Google Cloud (Vision OCR / Speech-to-Text / Text-to-Speech)¶
A single Google Cloud API key powers three optional backends:
- Vision OCR — paid OCR engine (1,000 free / month)
- Speech-to-Text v1 — paid STT (60 minutes / month free)
- Text-to-Speech v1 — paid TTS (1 M characters / month free for WaveNet)
You only need to enable the APIs you actually use.
Get an API key¶
- Create a Google Cloud project
- Open the API library: https://console.cloud.google.com/apis/library
- Enable any of:
- Create an API key: click + Create Credentials → API key
- Copy the key (looks like
AIza...).
Restrict the key
On the API-key detail page, under API restrictions, restrict the key to just the APIs you've enabled. That way a leaked key can't rack up bills on services you didn't intend to use.
Configure in the app¶
In Settings → Service:
- Paste into Google Cloud API key → Save
This single key is now available to all three Google services.
Enable each service¶
Vision OCR¶
In Settings → OCR → OCR method = Google Cloud OCR.
That's it — it'll use the same key from Service.
Speech-to-Text¶
In Settings → Subtitle → STT method = Google Cloud (for the Subtitle / Voice pages) or Settings → Live → STT method = Google Cloud (for the Live page).
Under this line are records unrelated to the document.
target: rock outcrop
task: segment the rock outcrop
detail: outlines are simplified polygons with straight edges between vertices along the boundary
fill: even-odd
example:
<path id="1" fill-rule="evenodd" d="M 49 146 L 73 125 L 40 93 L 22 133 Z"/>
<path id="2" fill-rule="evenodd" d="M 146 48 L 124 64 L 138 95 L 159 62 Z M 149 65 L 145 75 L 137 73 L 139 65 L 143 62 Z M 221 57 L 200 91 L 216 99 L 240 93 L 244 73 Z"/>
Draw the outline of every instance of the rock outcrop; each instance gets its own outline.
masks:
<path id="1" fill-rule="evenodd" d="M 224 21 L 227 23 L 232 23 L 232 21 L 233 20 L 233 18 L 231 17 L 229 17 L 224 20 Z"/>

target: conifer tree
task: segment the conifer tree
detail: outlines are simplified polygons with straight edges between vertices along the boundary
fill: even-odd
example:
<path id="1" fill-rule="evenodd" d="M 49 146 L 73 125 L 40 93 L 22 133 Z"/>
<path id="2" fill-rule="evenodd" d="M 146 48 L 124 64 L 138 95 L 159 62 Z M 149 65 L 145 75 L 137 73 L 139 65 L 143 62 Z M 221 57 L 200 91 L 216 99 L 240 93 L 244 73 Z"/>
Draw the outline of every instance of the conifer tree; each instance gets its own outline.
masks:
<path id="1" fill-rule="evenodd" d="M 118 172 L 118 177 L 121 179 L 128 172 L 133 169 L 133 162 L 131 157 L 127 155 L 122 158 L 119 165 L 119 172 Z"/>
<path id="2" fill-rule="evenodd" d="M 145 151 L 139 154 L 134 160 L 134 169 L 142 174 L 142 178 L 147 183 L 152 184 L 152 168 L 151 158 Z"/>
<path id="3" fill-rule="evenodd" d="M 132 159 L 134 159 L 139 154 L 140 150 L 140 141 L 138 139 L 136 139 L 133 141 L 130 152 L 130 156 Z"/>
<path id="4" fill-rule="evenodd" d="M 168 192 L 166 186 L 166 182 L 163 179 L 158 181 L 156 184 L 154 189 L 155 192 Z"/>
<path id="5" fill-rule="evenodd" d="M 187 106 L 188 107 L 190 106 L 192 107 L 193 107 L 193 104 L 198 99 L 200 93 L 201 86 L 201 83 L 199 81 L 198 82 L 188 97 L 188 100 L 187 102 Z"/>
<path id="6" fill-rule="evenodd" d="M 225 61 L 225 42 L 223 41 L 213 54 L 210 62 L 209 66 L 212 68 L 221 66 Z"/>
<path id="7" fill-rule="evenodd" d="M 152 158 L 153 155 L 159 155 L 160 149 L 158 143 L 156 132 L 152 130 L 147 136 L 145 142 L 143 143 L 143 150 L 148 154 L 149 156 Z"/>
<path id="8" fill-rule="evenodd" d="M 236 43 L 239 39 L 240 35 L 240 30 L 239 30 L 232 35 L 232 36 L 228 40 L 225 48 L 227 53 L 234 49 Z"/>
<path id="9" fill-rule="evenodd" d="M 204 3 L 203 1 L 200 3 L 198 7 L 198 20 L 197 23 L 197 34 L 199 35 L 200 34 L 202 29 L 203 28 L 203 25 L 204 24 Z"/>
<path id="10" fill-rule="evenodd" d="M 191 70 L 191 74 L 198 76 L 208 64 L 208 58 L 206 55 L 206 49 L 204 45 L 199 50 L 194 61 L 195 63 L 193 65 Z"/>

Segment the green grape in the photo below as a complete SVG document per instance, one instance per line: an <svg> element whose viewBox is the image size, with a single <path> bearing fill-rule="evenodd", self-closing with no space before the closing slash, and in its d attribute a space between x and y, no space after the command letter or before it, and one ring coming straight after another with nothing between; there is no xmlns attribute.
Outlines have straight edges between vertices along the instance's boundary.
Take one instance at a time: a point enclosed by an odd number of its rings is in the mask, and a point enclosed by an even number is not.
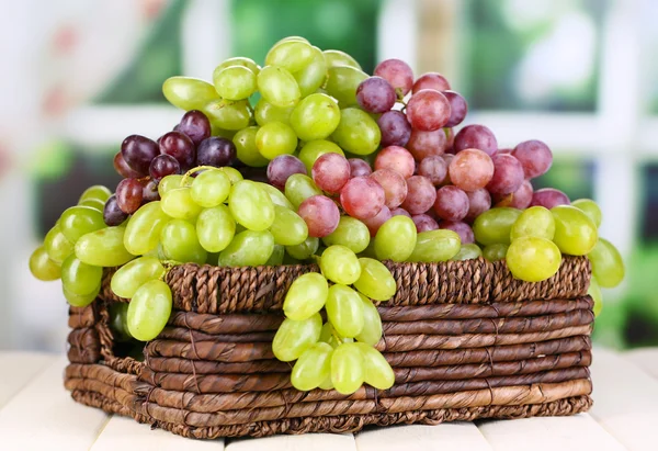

In Settings → Subtitle → Google STT model, pick the recognition model:
| Model | Best for |
|---|---|
latest_long (default) |
Long-form audio (interviews, lectures) |
latest_short |
Voice commands, short phrases |
phone_call |
Telephony audio (8 kHz) |
medical_dictation / medical_conversation |
Medical-domain audio |
Text-to-Speech¶
In Settings → Voice → TTS method = Google Cloud TTS.
By default the server picks a voice based on language and gender — that's
all most users need. Pinning a specific Google voice (e.g.
en-US-Chirp3-HD-Charon, vi-VN-Wavenet-A) is supported by the engine
but not yet exposed as a Settings field; it can be set by editing
voice/google_tts_voice_name in settings.ini directly. Voice IDs are
listed at https://cloud.google.com/text-to-speech/docs/voices.
Common errors¶
| Error | Likely cause |
|---|---|
AUTH_ERROR |
Wrong / expired key. Re-paste in Settings → Service. |
API not enabled |
You haven't enabled the specific API (Vision / Speech / TTS) on this Cloud project. |
QUOTA_ERROR |
Free-tier limit reached for this API. Wait, or upgrade billing. |
INVALID_ARGUMENT_ERROR |
Voice name doesn't exist in the language you picked. |
Cost guard¶
Warning
All three Google APIs are post-paid — once you exceed the free tier you start being billed without a stop. Set a budget alert on the Cloud project before doing high-volume work.